Wu first cited the RR experiment months ahead of its publication

The first of many writings by Wu that reference the Rustad-Ruby work was Beta Disintegration, Allowed and Forbidden Decay, published December 1952 in the journal Physica.

Note that is the very month the first results from the RR experiment were submitted for publication. In fact, Wu’s paper was received by the Dutch scientific journal months earlier, on June 9, 1952, soon after Stan had begun his graduate work at Brookhaven.

Already at that early date, Wu would write:

However the latest results on the 6He recoil experiment *) by using well-defined 6He source is strongly in favor of the tensor interaction. Supplementary experiments are being carried out to check any possible scattering effects.

The footnote reads:

R u b y, S. and R u s t a d, B. Private communication (Columbia Univ. or Brookhaven Nat. Lab.).

Overall, the paper is a review of the state of play in 1952 regarding the interaction form and coupling constants in beta decay. Among the paper’s seven conclusions is this one.

7. Reliable results from nuclear recoil experiments will help to decide between (S, T), (V, A) or (V, T).

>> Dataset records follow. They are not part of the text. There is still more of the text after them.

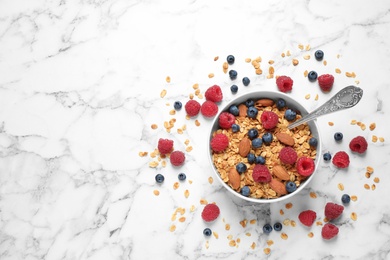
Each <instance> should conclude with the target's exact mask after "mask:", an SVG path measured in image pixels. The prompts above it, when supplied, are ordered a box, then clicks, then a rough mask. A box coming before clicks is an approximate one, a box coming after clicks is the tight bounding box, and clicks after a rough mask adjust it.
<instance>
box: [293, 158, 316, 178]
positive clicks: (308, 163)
mask: <svg viewBox="0 0 390 260" xmlns="http://www.w3.org/2000/svg"><path fill="white" fill-rule="evenodd" d="M314 169H315V164H314V160H313V159H312V158H310V157H305V156H303V157H300V158H299V159H298V161H297V171H298V173H299V174H300V175H302V176H305V177H307V176H310V175H311V174H312V173H313V172H314Z"/></svg>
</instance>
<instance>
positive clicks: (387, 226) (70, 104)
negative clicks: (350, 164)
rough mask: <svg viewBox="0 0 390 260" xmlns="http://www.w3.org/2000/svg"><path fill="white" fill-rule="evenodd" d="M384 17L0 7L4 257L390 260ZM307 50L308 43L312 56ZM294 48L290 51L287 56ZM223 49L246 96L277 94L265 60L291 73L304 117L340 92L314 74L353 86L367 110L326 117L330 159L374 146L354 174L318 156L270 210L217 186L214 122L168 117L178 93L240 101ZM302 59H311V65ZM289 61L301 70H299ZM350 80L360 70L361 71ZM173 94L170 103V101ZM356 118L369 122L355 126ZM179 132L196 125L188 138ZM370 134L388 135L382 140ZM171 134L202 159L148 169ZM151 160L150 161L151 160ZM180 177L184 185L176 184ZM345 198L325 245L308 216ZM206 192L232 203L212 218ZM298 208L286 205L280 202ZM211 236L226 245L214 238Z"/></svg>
mask: <svg viewBox="0 0 390 260" xmlns="http://www.w3.org/2000/svg"><path fill="white" fill-rule="evenodd" d="M389 23H390V2H388V1H383V0H375V1H363V0H357V1H356V0H355V1H352V0H348V1H341V2H340V1H326V2H324V1H319V0H314V1H303V0H302V1H294V2H292V1H208V2H206V1H187V0H184V1H125V0H117V1H104V0H95V1H67V0H58V1H43V0H41V1H26V0H25V1H11V0H8V1H7V0H2V1H0V154H1V156H0V258H1V259H2V260H3V259H4V260H6V259H28V260H32V259H91V260H92V259H286V258H291V259H390V204H389V202H388V198H389V195H390V191H389V189H388V187H387V185H388V184H389V183H390V175H389V173H388V158H389V157H388V156H389V153H390V148H389V146H388V142H389V140H390V135H389V131H388V128H386V126H387V124H388V123H389V122H388V121H389V117H388V114H389V113H390V108H389V106H388V102H386V99H387V97H388V96H389V95H390V90H389V77H388V74H389V71H390V65H389V64H390V63H389V59H390V36H389V33H388V32H389V30H390V25H389ZM299 44H303V45H304V46H306V45H310V46H311V50H309V51H301V50H300V49H299V48H298V45H299ZM316 49H322V50H323V51H324V52H325V56H326V60H327V62H328V64H327V66H324V65H323V64H321V63H318V62H316V61H315V60H314V59H313V53H314V50H316ZM288 50H289V51H290V52H291V54H292V56H290V57H286V58H282V57H281V53H282V52H287V51H288ZM228 54H233V55H235V57H236V63H235V65H234V68H235V69H237V71H238V72H239V78H241V77H242V76H248V77H250V79H251V84H250V86H248V87H244V86H243V85H242V83H241V82H239V81H238V83H237V84H238V85H239V88H240V89H239V93H245V92H246V91H253V90H255V89H256V88H258V89H266V90H275V91H276V86H275V81H274V79H267V78H266V75H267V70H268V66H269V65H268V64H267V61H268V60H270V59H273V60H275V64H274V67H275V74H276V75H282V74H286V75H289V76H291V77H292V78H293V79H294V82H295V83H294V89H293V91H292V92H291V93H290V95H291V96H293V97H295V98H297V99H298V100H299V101H300V102H302V103H303V104H304V105H305V107H307V108H308V109H309V110H312V109H314V108H315V107H317V106H319V105H320V104H322V103H323V102H325V100H326V99H327V98H329V96H330V94H323V93H322V92H321V91H319V89H318V87H316V86H315V85H313V84H310V83H309V82H308V81H307V79H306V78H305V77H304V76H303V72H304V71H305V70H311V69H314V70H317V71H318V72H319V73H321V74H322V73H332V74H334V75H335V77H336V82H335V86H334V90H333V91H332V93H334V92H335V91H337V90H338V89H341V88H342V87H344V86H346V85H349V84H356V82H355V81H356V80H358V81H359V86H360V87H361V88H362V89H364V98H363V100H362V101H361V103H359V104H358V105H357V106H356V107H355V108H353V109H351V110H348V111H344V112H340V113H338V114H333V115H329V116H324V117H322V118H320V119H318V123H319V125H320V126H321V133H322V136H323V138H322V142H323V151H331V152H336V151H338V150H348V142H347V140H349V139H351V138H352V137H354V136H356V135H363V136H364V137H366V138H367V139H368V140H369V148H368V151H367V153H366V154H365V155H364V156H357V155H355V154H352V153H350V154H351V161H352V163H351V165H350V167H349V169H348V170H347V171H341V170H336V169H335V168H334V167H333V166H332V165H331V164H329V163H325V162H321V164H320V169H318V173H317V176H316V178H315V179H314V180H313V182H312V183H310V185H309V187H308V188H307V189H306V190H305V191H304V192H302V193H301V194H299V195H298V196H296V198H294V199H291V200H289V201H286V202H281V203H276V204H272V205H252V204H249V203H243V202H242V201H238V200H236V199H233V198H232V197H231V196H230V195H229V193H228V192H227V191H226V190H224V189H222V186H221V185H220V184H219V183H218V182H217V181H216V180H215V178H214V180H215V181H214V182H213V183H212V184H209V182H208V178H209V177H210V176H213V172H212V171H211V168H210V165H208V161H207V156H206V154H205V151H206V149H207V142H206V139H207V136H208V131H209V129H210V125H211V123H210V120H205V119H204V118H203V117H202V116H199V117H198V118H197V119H198V120H199V122H200V123H201V125H200V126H195V119H191V120H187V119H185V113H184V111H180V112H179V113H177V114H176V115H174V116H172V115H170V114H169V111H170V110H171V109H172V104H173V102H174V101H175V100H181V101H182V102H185V101H186V100H188V95H189V94H190V93H193V92H194V90H193V88H192V86H193V85H194V84H195V83H198V84H199V86H200V89H201V91H202V93H203V92H204V91H205V90H206V89H207V87H209V86H211V85H213V84H218V85H220V86H221V87H222V88H223V93H224V101H223V102H222V105H223V104H224V103H225V102H227V101H229V100H231V99H232V98H233V97H234V96H233V95H232V94H231V93H230V90H229V86H230V85H231V83H232V82H231V81H230V79H229V78H228V76H227V75H226V74H224V73H223V72H222V63H223V61H224V60H225V58H226V56H227V55H228ZM306 54H311V55H312V58H311V59H310V60H304V59H303V56H304V55H306ZM337 55H340V56H337ZM215 56H219V60H217V61H214V57H215ZM258 56H261V57H262V58H263V62H262V63H261V64H262V65H261V67H262V68H263V71H264V73H263V75H260V76H258V75H256V74H255V73H254V70H253V68H252V66H251V65H250V64H248V63H245V62H244V60H245V58H256V57H258ZM292 58H297V59H299V60H300V64H299V65H298V66H296V67H294V66H292V65H291V59H292ZM335 68H340V69H341V70H342V73H341V74H336V73H335ZM345 72H355V73H356V78H349V77H346V76H345ZM209 73H214V74H215V76H214V77H213V78H209V77H208V74H209ZM167 76H170V77H171V83H169V84H168V83H167V82H166V81H165V78H166V77H167ZM163 89H166V90H167V94H166V96H165V97H164V98H160V92H161V91H162V90H163ZM309 93H310V94H311V98H310V99H308V100H306V99H305V95H306V94H309ZM316 94H318V95H319V99H318V101H315V100H314V96H315V95H316ZM166 103H169V104H170V106H167V105H166ZM171 118H176V120H177V121H176V123H175V126H174V127H173V128H172V131H171V133H167V132H166V131H165V129H164V127H163V124H164V121H169V120H170V119H171ZM352 119H355V120H357V121H360V122H363V123H364V124H366V126H367V129H366V130H364V131H363V130H361V129H360V128H359V127H358V126H356V125H351V124H350V121H351V120H352ZM330 121H332V122H334V126H329V125H328V122H330ZM374 122H375V123H376V129H374V130H373V131H370V130H369V129H368V126H369V125H370V124H371V123H374ZM154 123H155V124H157V125H158V128H157V129H156V130H152V129H151V125H152V124H154ZM184 124H185V125H186V127H187V128H186V130H185V131H184V133H183V134H178V133H177V128H181V127H182V126H183V125H184ZM336 131H342V132H343V133H344V137H345V140H344V141H343V142H342V143H340V144H336V143H335V142H334V140H333V133H334V132H336ZM373 135H376V136H378V137H383V138H384V142H380V141H378V142H376V143H374V142H372V141H371V138H372V136H373ZM160 137H166V138H170V139H173V140H174V141H175V148H177V149H180V150H185V148H186V147H187V146H186V144H185V143H184V142H185V140H186V139H188V140H189V141H190V143H189V146H192V147H193V150H192V151H190V152H186V156H187V159H186V163H185V165H184V166H183V167H182V168H180V169H174V168H172V167H171V165H170V164H169V163H167V165H166V167H162V166H161V164H160V165H159V166H158V167H157V168H151V167H149V163H150V162H151V161H153V158H151V157H150V156H149V155H150V153H151V152H152V151H153V150H154V149H155V148H156V145H157V140H158V139H159V138H160ZM140 151H146V152H149V155H148V156H145V157H140V156H139V155H138V153H139V152H140ZM367 166H372V167H373V168H374V173H373V175H372V176H371V178H366V177H365V172H366V167H367ZM179 172H185V173H186V174H187V181H186V182H184V183H180V187H179V188H178V189H177V190H174V189H173V184H174V183H175V182H176V181H177V173H179ZM156 173H162V174H164V175H165V178H166V179H165V182H164V184H162V185H157V184H156V183H155V181H154V176H155V174H156ZM374 177H378V178H379V179H380V182H379V183H376V190H374V191H372V190H371V189H370V190H366V189H365V188H364V184H368V185H370V187H371V185H372V184H374ZM189 180H191V181H192V183H190V182H189ZM338 183H342V184H344V187H345V190H344V191H340V190H339V189H338V187H337V184H338ZM186 189H188V190H189V192H190V195H189V197H188V198H185V197H184V191H185V190H186ZM154 190H159V192H160V195H159V196H155V195H154V194H153V191H154ZM310 192H315V193H316V194H317V198H316V199H313V198H310V196H309V193H310ZM343 193H348V194H351V195H356V196H357V197H358V200H357V201H356V202H351V203H350V205H349V206H348V207H346V209H345V211H344V213H343V215H342V217H341V218H340V219H339V220H337V221H336V224H337V225H338V226H339V228H340V233H339V235H338V237H337V239H334V240H332V241H324V240H323V239H322V238H321V234H320V232H321V227H320V226H316V225H314V226H313V227H312V228H311V229H308V228H304V227H303V226H302V225H301V224H300V223H299V221H298V218H297V215H298V213H299V212H300V211H302V210H304V209H308V208H311V209H314V210H316V211H317V214H318V220H319V221H322V220H323V218H324V214H323V207H324V205H325V203H326V202H327V201H333V202H340V197H341V195H342V194H343ZM201 199H205V200H207V201H209V202H216V203H217V204H218V205H219V207H220V209H221V216H220V217H219V218H218V220H217V221H216V222H214V223H213V224H205V223H204V222H203V221H202V219H201V217H200V213H201V210H202V207H203V205H201V204H200V200H201ZM288 202H291V203H293V207H292V208H291V209H286V208H285V204H286V203H288ZM192 206H194V210H193V211H191V210H190V209H191V207H192ZM178 207H182V208H184V209H185V213H184V214H183V216H184V217H185V221H184V222H180V221H179V220H178V219H179V217H181V215H180V213H178V216H177V219H176V220H174V221H172V220H171V217H172V214H173V213H174V212H175V210H176V209H177V208H178ZM281 209H283V210H284V215H281V214H280V210H281ZM352 212H355V213H356V214H357V217H358V218H357V220H356V221H353V220H351V218H350V214H351V213H352ZM244 219H247V220H248V224H247V226H246V227H245V228H243V227H242V226H241V225H240V221H242V220H244ZM253 219H254V220H256V223H254V224H250V223H249V221H250V220H253ZM285 219H290V220H294V221H296V224H297V225H296V227H292V226H284V227H283V232H285V233H286V234H287V235H288V239H287V240H283V239H282V238H281V236H280V233H278V232H272V233H271V234H270V235H265V234H263V233H262V226H263V225H264V224H265V223H268V222H269V223H274V222H276V221H284V220H285ZM225 224H230V230H226V229H225ZM172 225H175V226H176V230H175V231H174V232H170V227H171V226H172ZM205 227H210V228H212V230H213V231H215V232H216V233H218V235H219V237H218V238H216V237H214V236H212V237H210V238H206V237H204V236H203V234H202V231H203V229H204V228H205ZM310 231H311V232H313V234H314V237H313V238H309V237H308V235H307V234H308V233H309V232H310ZM246 233H250V234H251V236H247V235H246ZM229 235H230V236H231V238H232V239H235V240H236V241H237V239H239V240H240V242H239V243H237V246H235V247H231V246H230V245H229V239H228V237H229ZM267 240H272V241H273V242H274V243H273V244H272V245H270V246H269V245H267ZM207 241H208V242H207ZM207 243H208V248H207V246H206V245H207ZM252 243H255V246H254V248H251V245H252ZM265 248H270V249H271V253H270V254H269V255H266V254H265V253H264V251H263V250H264V249H265Z"/></svg>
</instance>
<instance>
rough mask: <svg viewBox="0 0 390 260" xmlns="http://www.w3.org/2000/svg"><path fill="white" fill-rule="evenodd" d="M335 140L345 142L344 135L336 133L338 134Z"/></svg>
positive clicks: (334, 137)
mask: <svg viewBox="0 0 390 260" xmlns="http://www.w3.org/2000/svg"><path fill="white" fill-rule="evenodd" d="M334 140H336V141H341V140H343V134H342V133H340V132H336V133H335V134H334Z"/></svg>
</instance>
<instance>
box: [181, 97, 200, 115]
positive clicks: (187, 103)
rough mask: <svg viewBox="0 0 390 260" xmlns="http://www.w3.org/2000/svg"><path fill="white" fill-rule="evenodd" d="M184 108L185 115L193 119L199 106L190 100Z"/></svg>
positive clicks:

Another Wu-connected paper that cited Rustad-Ruby before publication was The Fermi Term in Beta-Neutrino Correlation by Columbia physicist D. C. Peaslee, which was received for publication by The Physical Review one week before the first RR paper appeared in print. 

Peaslee writes:

Measurements of beta-neutrino correlation on He6 show that G[amow-Teller]=T[ensor]. One now seeks a suitable use for determining the F[ermi] component by beta-neutrino correlation.

He then proceeds to suggest that "the most favorable parent isotope [to determine the F component] appears to be A35.

That turned out to be prophetic because it was correlation experiments with A35 that later provided some of the first evidence that RR could be wrong. 

With these papers, we see Wu's early promotion of the tensor interpretation, as well as the seed of its later reversal. The fact that both papers preceded the publication of the first RR paper is a sign of the coordination of experimental work in Wu's laboratory.